3.6 Construction of a nomogram for predicting survival rate of HCC
The clinical nomogram was constructed to quantitatively assess the patients’ survival rate through combining several risk factors (age, gender, grade, stage, T (primary tumor), N (lymph nodes), M (metastasis), and risk score). As shown in Fig. 8a, the total points of risk factors were utilized to evaluate the individuals’ 3-year and 5-year survival rates. The concordance index (C-index) was 0.68 (95% CI: 0.63–0.73).
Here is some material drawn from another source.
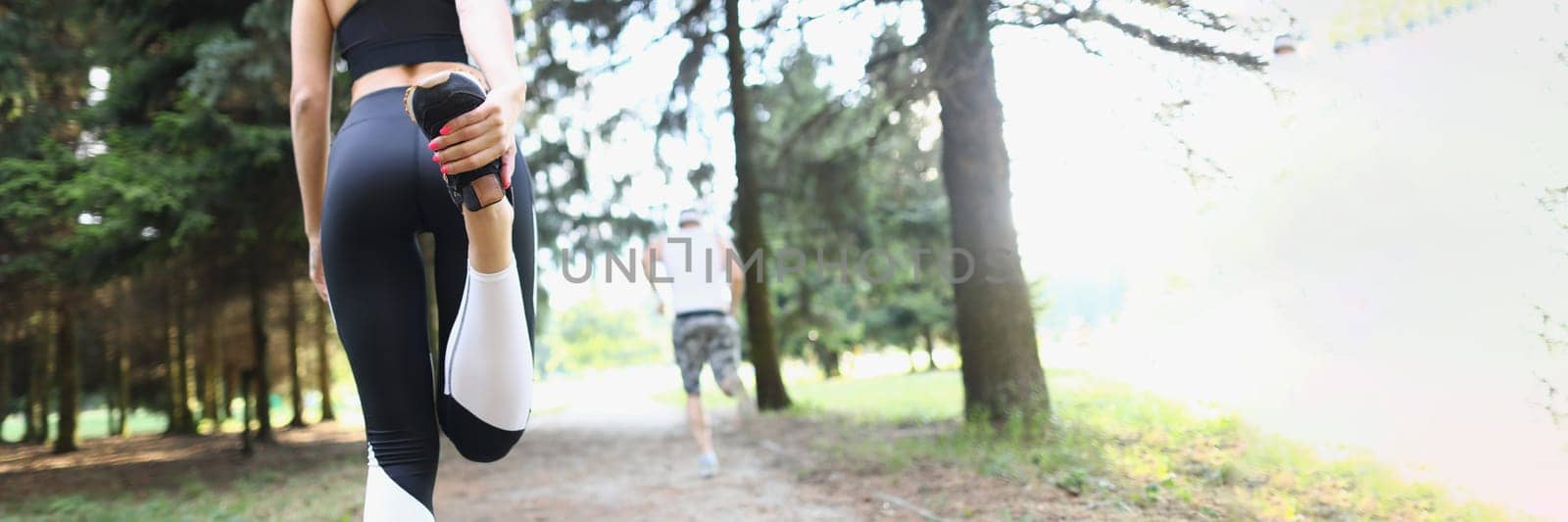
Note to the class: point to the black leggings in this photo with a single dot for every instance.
(381, 190)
In addition, calibration curves presented good concordance between actual survival and nomogram-predicted survival (Fig. 8b-8c), especially for the 3-year survival.
3.7 The relationships between ARGs and clinical factors
The Student’s t test was applied to investigate the relationships between the expression levels of 3 ARGs (SQSTM1, HSPB8, and BIRC5) and clinical factors. The results showed that the risk scores increased along with the T (primary tumor) and tumor grade (Fig. 9a-9b). In addition, the expression of SQSTM1 was higher in the groups of patients aged > 65, male, and patients with higher tumor grade (Fig. 9c-9e). We also found the level of BIRC5 was related to the grade, tumor stage and T (primary tumor) in HCC patients (Fig. 9f-9 h).
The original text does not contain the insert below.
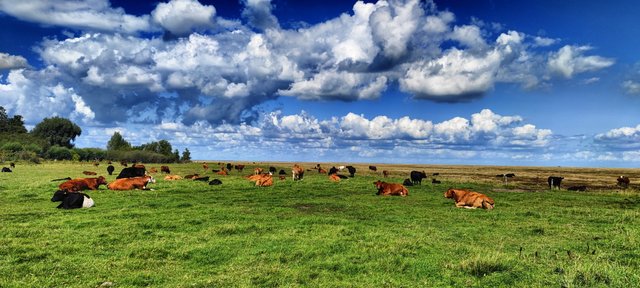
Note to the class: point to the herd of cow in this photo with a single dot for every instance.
(70, 192)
3.8 Validation of the expression of ARGs at protein level and mRNA level
The Human Protein Atlas database (https://www.proteinatlas.org/) was used to evaluate the protein levels of 3 prognostic ARGs (SQSTM1, HSPB8, and BIRC5) in HCC tissues with their expression in normal tissues (Fig. 10a-10c). As expected, the protein levels of 3 prognosis-related ARGs (SQSTM1, HSPB8, and BIRC5) were markedly higher in HCC tissues as compared with normal samples. Then, the TIMER database (https://cistrome.shinyapps.io/timer/) was applied to validate the mRNA expression levels of SQSTM1, HSPB8, and BIRC5. The results showed that the mRNA levels of these 3 ARGs were obviously higher in HCC compared to normal controls (Fig. S4).
3.9 Construction of TFs-genes networks and miRNA-genes networks for SQSTM1, HSPB8, and BIRC5
To better understand the contributions of SQSTM1, HSPB8, and BIRC5 to the development and progression of HCC. The TFs-genes networks and miRNA-genes networks for SQSTM1, HSPB8, and BIRC5 were established (Fig. 11a-11b). The numbers of TFs and miRNAs in the networks were 100 and 117, respectively. In the TFs-genes networks (Fig. 11a), ZNF394 was identified as the hub TF for these 3 target genes. Moreover, SQSTM1 and BIRC5 shared 10 TFs (ZNF394, ZBTB7A, SCRT1, ZNF644, SSRP1, MLX, PPARG, CTCF, MDX3, and ZNF501). In the miRNA-genes networks (Fig. 11b), miR-218-5p, miR-646, miR-93-5p, miR-16-5p, miR-484, miR-335-5p, and miR-1252-3p could regulate both SQSTM1 and BIRC5. In addition, SQSTM1 and HSPB8 were predicted as the targeted genes of miR-1226-3p. Taken together, the TFs-genes networks and miRNA-genes may provide new clues for the further studies on molecular mechanisms of HCC.